Seventh paper is a JETTA Letter contributed by J. Rao from Vignan’s Institute of Engineering for Women, Visakhapatnam, Andhra Pradesh India, T. Rao from GITAM University, Visakhapatnam, Andhra Pradesh, India, Ramya from Government Polytechnic for Women, Srikakulam, Andhra Pradesh, India, and Ajaykumar and Trinadh from Sir C. R. Reddy College of Engineering, Eluru, West Godavari District, Andhra Pradesh, India. They present an approximate multiplier design using the Karatsuba algorithm (see following paragraphs). In this algorithm, the two multiplicands are split into four integers, each with fewer digits. The final product is then obtained through multiplications and additions of those integers. Savings in circuit area, power and delay come from the reduced multiplication complexity due to shorter operands.
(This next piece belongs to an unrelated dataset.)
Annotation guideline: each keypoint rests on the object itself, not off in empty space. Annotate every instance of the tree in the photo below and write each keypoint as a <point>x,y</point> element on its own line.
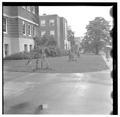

In the technique presented in the paper the operands are rounded off prior to multiplying. The results show improved performance.

There is an interesting story about the Karatsuba multiplication algorithm. You must have heard about the Russian mathematician Andrey Kolmogorov. In 1960, at a seminar he presented his conjecture on integer multiplication complexity being proportional to the square of the number of digits in multiplicands. Soon afterwards Anatoly Karatsuba, a student attending the seminar, brought a faster algorithm to Kolmogorov, who at once wrote it up and sent for publication in the name of Karatsuba. The paper appeared in 1962 and it was only after receiving the author’s reprint that Karatsuba learnt about the publication of his invention.

Multiplication of integers consists of multiplications of digits and several additions. In terms of complexity multiplications dominate and additions are neglected. Thus, we arrive at Kolmogorov’s conjecture. Karatsuba’s algorithm splits the two multiplicands into four integers, each with half as many digits. It then uses three multiplications among these integers to produce the result. Multiplicand splitting was known to Charles Babbage who designed the difference engine almost a century earlier. However, his split multiplicands required four products. It is Karatsuba’s three products that are responsible for the reduced complexity. Also, recursive splitting of multiplicands and repeated applications of the three-product procedure produce a neat sub-quadratic complexity algorithm.